This is an archive of the discontinued LLVM Phabricator instance.

Add an LTO interface to parse metadata and extract linker options
ClosedPublic

Authored by ygao on Dec 5 2013, 4:51 PM.

Details

Summary

Hi,
This patch adds the following LTO interface to parse metadata nodes and extract linker options and dependent
libraries from a bitcode module. The new API functions are:

unsigned int lto_module_get_num_deplibs(lto_module_t mod) : Returns the number of dependent libraries in the object module.
const char* lto_module_get_deplib(lto_module_t mod, unsigned int index) : Returns the ith dependent library in the module.
unsigned int lto_module_get_num_linkeropts(lto_module_t mod) : Returns the number of linker options in the object module.
const char* lto_module_get_linkeropt(lto_module_t mod, unsigned int index) : Returns the ith linker option in the module.
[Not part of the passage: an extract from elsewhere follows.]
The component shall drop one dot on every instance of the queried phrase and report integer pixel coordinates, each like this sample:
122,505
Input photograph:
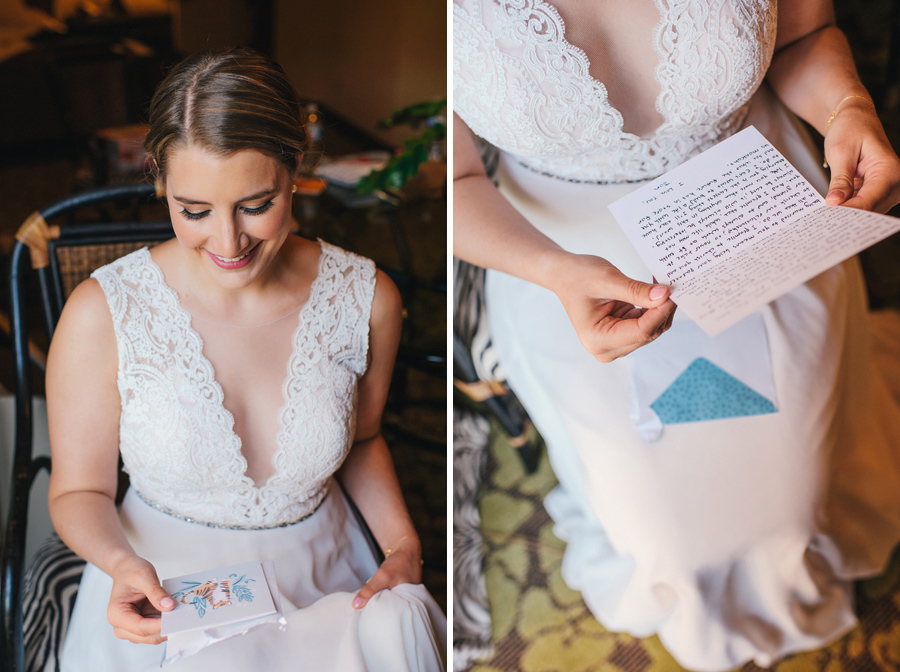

These new APIs are very similar to the existing APIs for symbols.

Could someone take a look whether this is good to go in? Does anyone have strong opinion on this proposed interface?

Many thanks,

  • Gao.

Diff Detail

Event Timeline

ygao updated this revision to Unknown Object (????).Dec 5 2013, 5:03 PM
ygao added a comment.Dec 16 2013, 11:03 PM

On Sun, Dec 15, 2013 at 11:43 AM, "Duncan P. N. Exon Smith" <dexonsmith@apple.com> wrote:

Hi Gao,

The implementation looks correct, but given that it adds to the C API (which needs to be stable),
can someone else chime in?

Also, would you please explain the use case for embedding linker options in the object file metadata?
Why wouldn’t they be passed directly to the linker? Sorry if I missed an earlier thread on this, or if
I’m missing something obvious.

Duncan

Hi Duncan,

Many thanks for reviewing my patch!

Embedding linker options in the object file metadata has been the way to support
MSVC-style auto linking since r181426. I guess your real question is why we need
to add new APIs instead of compiling to native object files and then letting the
linker extract the linker options from the object files. Please clarify if that
is not the case.

I have to discuss with our linker team for any specific use cases, but I think
there are a few linker options which affect symbol references used by LTO,
and they may be needed before the symbol resolution phase. For example,
/include:<symbol> tells the linker to pretend that a symbol is referenced. Also,
if /dll and /def:<module-definition file> are used, then the linker need to read
the input .def file and preserve the exported symbols specified in that file from
being deleted by LTO passes.

Reference: http://llvm.org/docs/LinkTimeOptimization.html

  • Gao.
ygao updated this revision to Unknown Object (????).Dec 20 2013, 7:07 PM

Rebased the patch to trunk r197851.

After discussing with the linker team, I believe we have two important use
cases that need to be solved by extending the LTO plugin APIs.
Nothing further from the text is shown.